The hosts of the popular business and technology podcast Acquired are raising a new fund to invest in growth-stage tech companies.

GeekWire spotted a new SEC filing today that revealed the fund.

Ben Gilbert and David Rosenthal, the longtime techies and hosts of Acquired, already do personal investing in companies they know from their work on the podcast. Now they’re creating a more formal mechanism to do so.

“The fund is just a vehicle with a small set of LPs that lets us fully utilize those allocations when they’re offered to us,” Gilbert told GeekWire via email Wednesday.

Gilbert and Rosenthal are no strangers to the venture capital world. They worked together at Madrona Venture Group in Seattle before launching Acquired as a side hobby in 2015.

The show has grown into one of the world’s leading technology and business podcasts, doubling its listener base each year since inception. It now attracts more than 600,000 monthly listeners and is currently among the top five tech shows on Apple Podcasts and Spotify.

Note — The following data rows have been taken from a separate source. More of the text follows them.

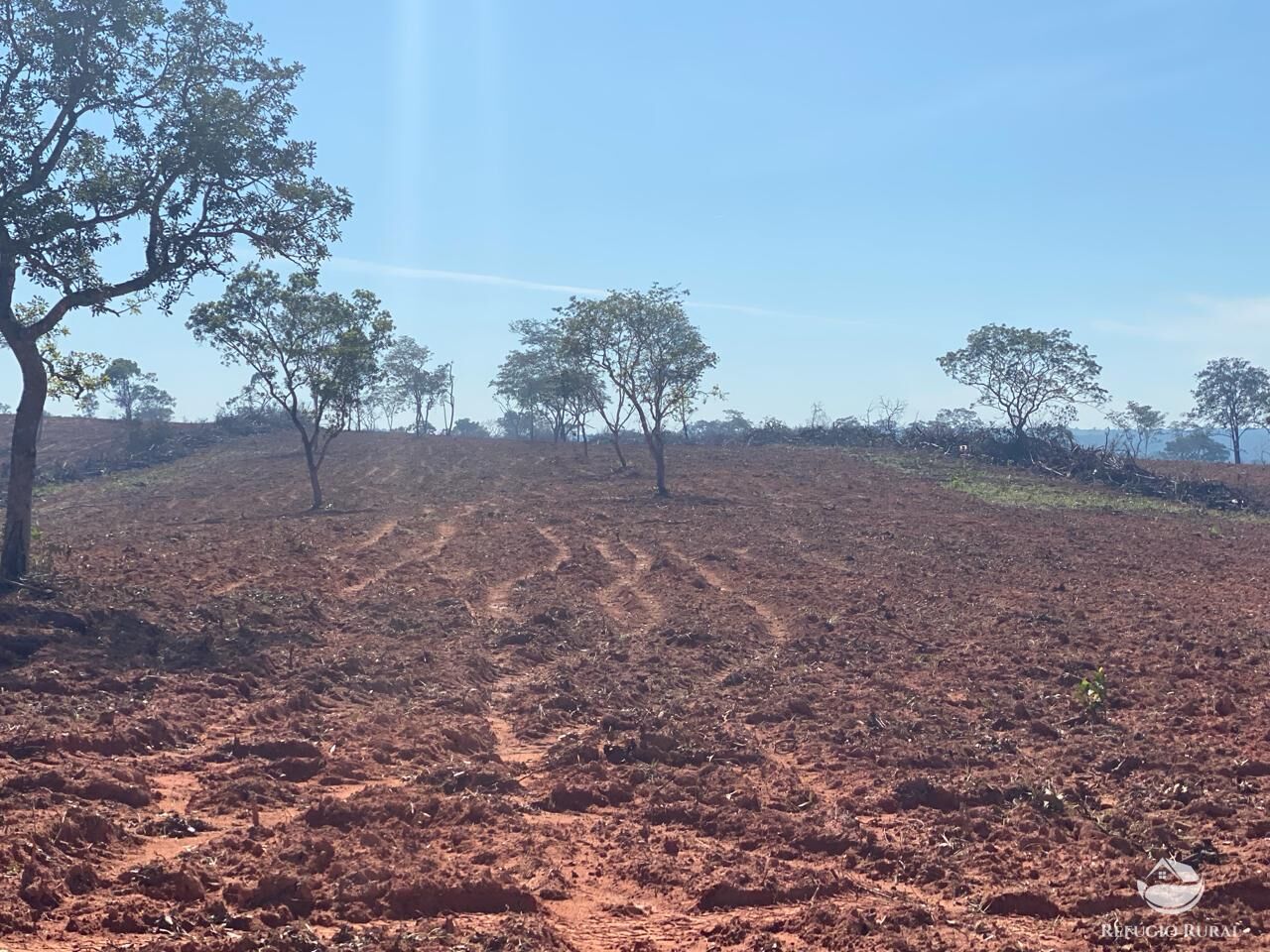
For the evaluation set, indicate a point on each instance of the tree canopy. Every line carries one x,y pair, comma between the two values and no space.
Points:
314,353
643,343
143,126
1024,373
1232,395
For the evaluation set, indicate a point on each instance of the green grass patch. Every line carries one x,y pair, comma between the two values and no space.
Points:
1035,493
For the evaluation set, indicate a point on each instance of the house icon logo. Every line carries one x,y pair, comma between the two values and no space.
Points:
1173,888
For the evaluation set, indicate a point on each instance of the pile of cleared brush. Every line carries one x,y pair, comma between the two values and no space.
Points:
1120,471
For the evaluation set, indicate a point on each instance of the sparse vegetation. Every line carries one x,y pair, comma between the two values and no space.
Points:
1091,693
316,354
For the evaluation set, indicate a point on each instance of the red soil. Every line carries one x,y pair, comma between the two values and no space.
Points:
506,699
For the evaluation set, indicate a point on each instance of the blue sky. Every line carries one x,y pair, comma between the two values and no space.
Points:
847,189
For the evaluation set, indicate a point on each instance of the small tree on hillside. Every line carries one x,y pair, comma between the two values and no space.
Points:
1025,373
544,379
72,375
137,395
407,375
1139,425
314,353
141,127
1232,397
648,349
1196,445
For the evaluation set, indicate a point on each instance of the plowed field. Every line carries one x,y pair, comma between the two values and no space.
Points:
503,698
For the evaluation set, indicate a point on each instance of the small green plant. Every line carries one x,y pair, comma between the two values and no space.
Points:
1091,693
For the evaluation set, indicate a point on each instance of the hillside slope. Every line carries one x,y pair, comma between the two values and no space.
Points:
504,698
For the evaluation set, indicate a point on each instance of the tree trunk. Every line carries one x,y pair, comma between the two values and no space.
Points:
313,476
22,472
312,462
659,458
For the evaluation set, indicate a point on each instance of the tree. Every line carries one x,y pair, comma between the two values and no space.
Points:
468,428
72,375
131,125
314,353
1139,424
1196,445
544,377
645,345
1025,372
136,394
1232,397
407,375
444,376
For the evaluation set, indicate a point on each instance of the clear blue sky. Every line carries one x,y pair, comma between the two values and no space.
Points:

“We’re being very intentional right now not to build a new venture capital ‘firm’ per-se, so we can stay focused on making the best Acquired episodes we can,” Gilbert said.

Gilbert and Rosenthal have invested in startups that they became familiar with through Acquired, including Vanta, Modern Treasury, and Go1.

“We’re fortunate that the podcast often gives us unique access to participate in investment rounds as these companies scale,” Gilbert said.

Acquired tells in-depth stories and strategies of companies, with episodes typically three to four hours in length. The latest episode, a deep dive on Microsoft, came out this week, with Gilbert calling it the “Super Bowl of Acquired.”

Other popular episodes analyze companies such as Nike, Costco, and LVMH. Guests on the show have included NVIDIA CEO Jensen Huang, Uber CEO Dara Khosrowshahi, and the late Charlie Munger of Berkshire Hathaway.

Acquired generates revenue from sponsors and subscribers.

Gilbert recently transitioned to a new role at Pioneer Square Labs, the Seattle startup studio he helped launch in 2015, to focus more time on Acquired. Rosenthal is still an investor at San Francisco-based Kindergarten Ventures.